Without question, football is the most popular American sport and the NFL is the behemoth of our sports culture. It’s fast and it’s gritty and it’s impressive to watch. Football also leaves little doubt. At the end of a game, there’s rarely a debate as to who was the better team. The physicality of the contest can determine the alpha within its 60-minute duration. That’s why we only need 16 games a season to decide who’s the best.

Baseball is the polar opposite. Baseball is slow and meticulous. A single game determines a winner, but it rarely determines who’s better. The worst team can sweep the top team and it would be little more than a fluke. A college team could beat a pro squad in a single contest. That’s because baseball is a game of slight variations and success is measured over a slow, lengthy grind. In fact, those variations are so subtle that it takes 162 games to separate the winners from the losers and thus a single game is only a decimal within the collective whole.

A baseball season is played day after day across a long six-month season. Some days are good, some days are bad, but all are soon forgotten because there’s a new game tomorrow and the slate is wiped clean. Consistency is what counts.
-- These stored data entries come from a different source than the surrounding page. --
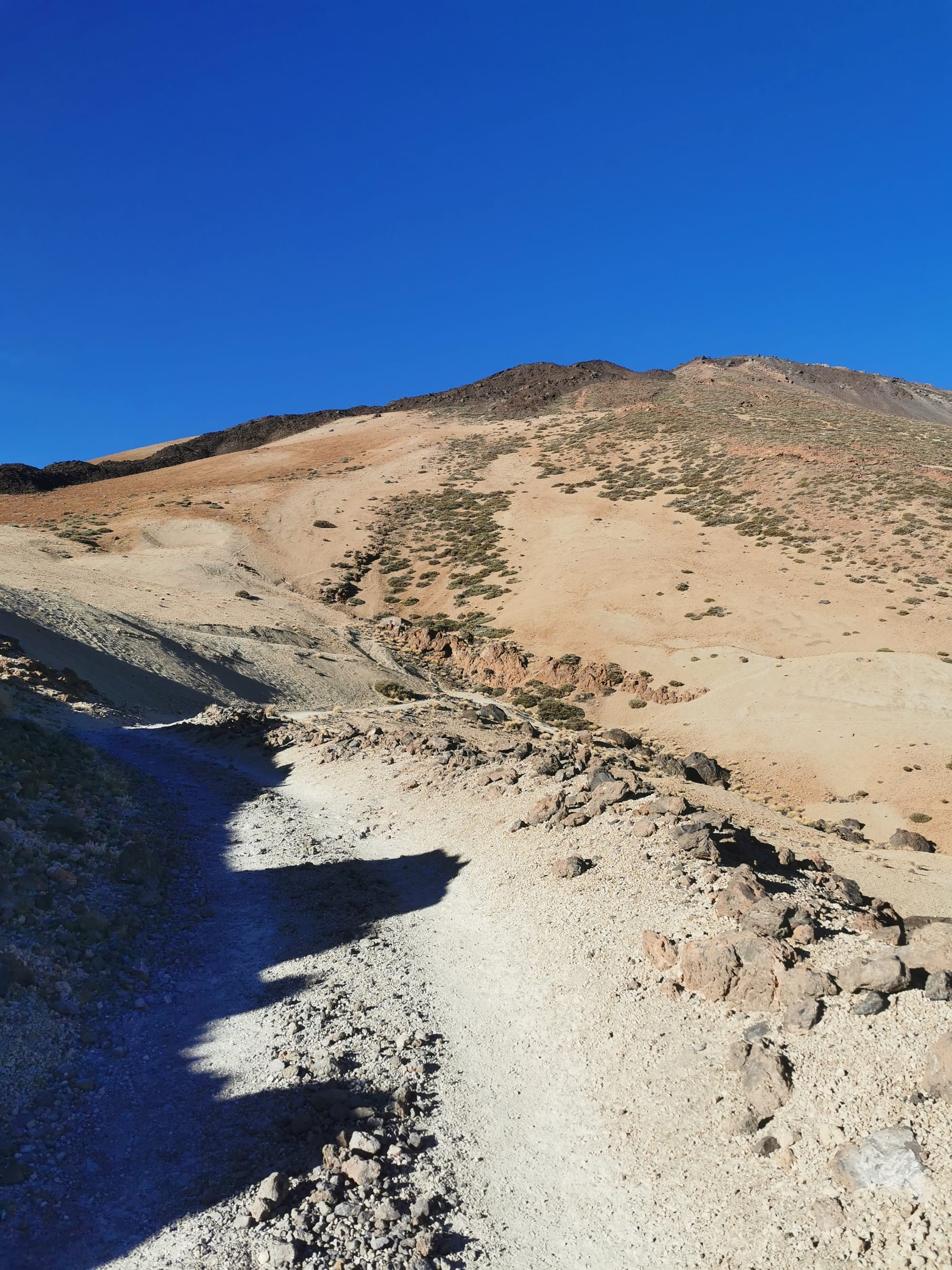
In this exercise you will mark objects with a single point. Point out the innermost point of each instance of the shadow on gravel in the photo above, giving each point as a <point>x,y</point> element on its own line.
<point>164,1138</point>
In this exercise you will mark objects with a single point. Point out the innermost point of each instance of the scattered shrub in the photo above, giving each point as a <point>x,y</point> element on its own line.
<point>394,691</point>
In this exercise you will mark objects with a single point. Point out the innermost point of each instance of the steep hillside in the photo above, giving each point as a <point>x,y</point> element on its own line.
<point>757,564</point>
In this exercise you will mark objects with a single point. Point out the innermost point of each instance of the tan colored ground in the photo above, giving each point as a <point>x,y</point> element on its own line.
<point>141,451</point>
<point>804,703</point>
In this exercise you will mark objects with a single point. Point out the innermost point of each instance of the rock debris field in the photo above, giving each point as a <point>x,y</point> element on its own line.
<point>429,987</point>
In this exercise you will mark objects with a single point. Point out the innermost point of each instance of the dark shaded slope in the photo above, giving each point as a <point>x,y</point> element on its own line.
<point>531,388</point>
<point>521,390</point>
<point>23,479</point>
<point>880,393</point>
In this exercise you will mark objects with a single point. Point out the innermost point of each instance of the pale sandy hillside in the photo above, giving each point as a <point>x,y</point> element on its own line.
<point>774,543</point>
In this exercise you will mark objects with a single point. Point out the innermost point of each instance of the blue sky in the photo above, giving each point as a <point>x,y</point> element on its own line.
<point>214,211</point>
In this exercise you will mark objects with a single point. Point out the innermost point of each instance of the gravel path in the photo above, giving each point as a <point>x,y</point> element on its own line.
<point>384,958</point>
<point>288,1030</point>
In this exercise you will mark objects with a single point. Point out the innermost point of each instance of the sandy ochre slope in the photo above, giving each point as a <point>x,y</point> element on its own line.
<point>725,528</point>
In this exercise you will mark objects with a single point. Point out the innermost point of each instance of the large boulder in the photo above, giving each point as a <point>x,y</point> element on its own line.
<point>883,973</point>
<point>766,1081</point>
<point>890,1159</point>
<point>803,982</point>
<point>930,948</point>
<point>710,967</point>
<point>742,893</point>
<point>706,771</point>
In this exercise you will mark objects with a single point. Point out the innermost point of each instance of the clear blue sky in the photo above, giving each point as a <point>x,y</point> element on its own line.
<point>214,211</point>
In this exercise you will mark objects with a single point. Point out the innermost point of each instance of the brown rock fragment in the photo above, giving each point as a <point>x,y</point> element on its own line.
<point>766,1081</point>
<point>742,893</point>
<point>882,973</point>
<point>710,967</point>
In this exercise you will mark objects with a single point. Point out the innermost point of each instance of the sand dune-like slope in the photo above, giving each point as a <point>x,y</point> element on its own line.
<point>775,539</point>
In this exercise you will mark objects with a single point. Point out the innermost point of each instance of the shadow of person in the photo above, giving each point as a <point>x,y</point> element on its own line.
<point>201,1109</point>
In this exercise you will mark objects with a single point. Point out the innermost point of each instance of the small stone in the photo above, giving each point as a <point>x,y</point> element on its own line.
<point>741,1124</point>
<point>870,1004</point>
<point>259,1210</point>
<point>907,840</point>
<point>883,973</point>
<point>768,916</point>
<point>421,1207</point>
<point>766,1146</point>
<point>803,1015</point>
<point>939,986</point>
<point>890,1159</point>
<point>766,1081</point>
<point>387,1212</point>
<point>273,1189</point>
<point>742,893</point>
<point>737,1056</point>
<point>427,1244</point>
<point>939,1069</point>
<point>365,1142</point>
<point>661,951</point>
<point>828,1214</point>
<point>362,1172</point>
<point>282,1254</point>
<point>572,867</point>
<point>803,982</point>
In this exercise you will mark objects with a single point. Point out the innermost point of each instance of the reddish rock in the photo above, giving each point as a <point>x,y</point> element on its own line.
<point>741,894</point>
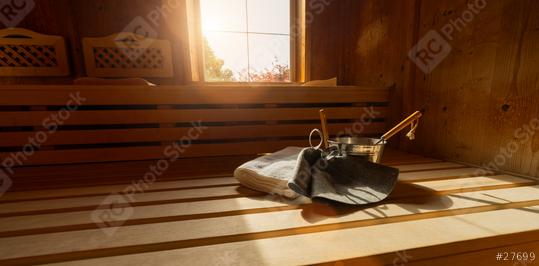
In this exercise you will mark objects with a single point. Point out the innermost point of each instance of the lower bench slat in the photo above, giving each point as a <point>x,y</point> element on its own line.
<point>302,226</point>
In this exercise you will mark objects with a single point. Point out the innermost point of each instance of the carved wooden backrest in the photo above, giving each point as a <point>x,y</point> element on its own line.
<point>27,53</point>
<point>127,55</point>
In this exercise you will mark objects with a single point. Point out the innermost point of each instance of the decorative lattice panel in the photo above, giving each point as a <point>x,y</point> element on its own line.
<point>127,55</point>
<point>26,53</point>
<point>127,58</point>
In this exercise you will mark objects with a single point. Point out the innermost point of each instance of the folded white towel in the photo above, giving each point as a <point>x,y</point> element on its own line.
<point>271,173</point>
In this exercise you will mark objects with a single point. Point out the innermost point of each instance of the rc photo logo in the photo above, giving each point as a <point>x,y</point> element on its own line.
<point>434,47</point>
<point>12,12</point>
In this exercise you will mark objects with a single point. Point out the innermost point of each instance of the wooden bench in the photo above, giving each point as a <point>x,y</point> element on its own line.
<point>125,123</point>
<point>101,211</point>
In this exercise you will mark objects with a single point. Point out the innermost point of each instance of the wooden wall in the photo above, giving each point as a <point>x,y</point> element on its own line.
<point>479,101</point>
<point>476,102</point>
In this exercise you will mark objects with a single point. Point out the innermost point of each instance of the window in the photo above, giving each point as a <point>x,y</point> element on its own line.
<point>247,40</point>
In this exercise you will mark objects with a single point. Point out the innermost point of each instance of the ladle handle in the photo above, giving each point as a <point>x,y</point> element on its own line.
<point>406,122</point>
<point>325,135</point>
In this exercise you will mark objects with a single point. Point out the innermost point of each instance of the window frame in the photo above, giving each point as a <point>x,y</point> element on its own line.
<point>297,46</point>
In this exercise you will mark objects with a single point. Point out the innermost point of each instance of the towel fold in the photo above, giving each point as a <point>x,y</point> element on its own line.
<point>346,179</point>
<point>271,173</point>
<point>306,171</point>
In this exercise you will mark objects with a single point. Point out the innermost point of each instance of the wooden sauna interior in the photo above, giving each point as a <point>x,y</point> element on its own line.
<point>88,109</point>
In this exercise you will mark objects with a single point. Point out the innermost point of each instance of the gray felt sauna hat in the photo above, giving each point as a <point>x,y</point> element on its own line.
<point>350,180</point>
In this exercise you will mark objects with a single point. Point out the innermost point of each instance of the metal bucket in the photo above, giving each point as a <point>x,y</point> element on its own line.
<point>354,146</point>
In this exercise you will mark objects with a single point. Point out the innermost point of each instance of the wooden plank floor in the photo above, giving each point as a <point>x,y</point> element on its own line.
<point>440,213</point>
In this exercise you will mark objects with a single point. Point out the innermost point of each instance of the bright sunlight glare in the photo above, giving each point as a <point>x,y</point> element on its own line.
<point>247,35</point>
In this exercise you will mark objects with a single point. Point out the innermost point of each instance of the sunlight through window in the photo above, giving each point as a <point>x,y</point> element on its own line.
<point>246,40</point>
Day in and day out, consistency is what separates the winners from the losers.

As much as we love fast-paced, athletic sports, baseball feels the most familiar to us. We are drawn to its slow and methodical rhythm and we appreciate the subtle grind it requires. It’s comforting to know the disappointments of a poor outing can be quickly erased by the next day’s contest. We understand and enjoy that most games are mundane, for it contributes to the undeniable tension and excitement for when they are not.

I try to approach my life like baseball. I try to remember that it’s a long season. I try to remember that the pace will be slow, except when it isn’t. I try not to get too high or too low based on a single day’s performance. I try to remember that success will be determined by consistency above all else. And, I try to remember that no matter how I did today, a new game will start tomorrow.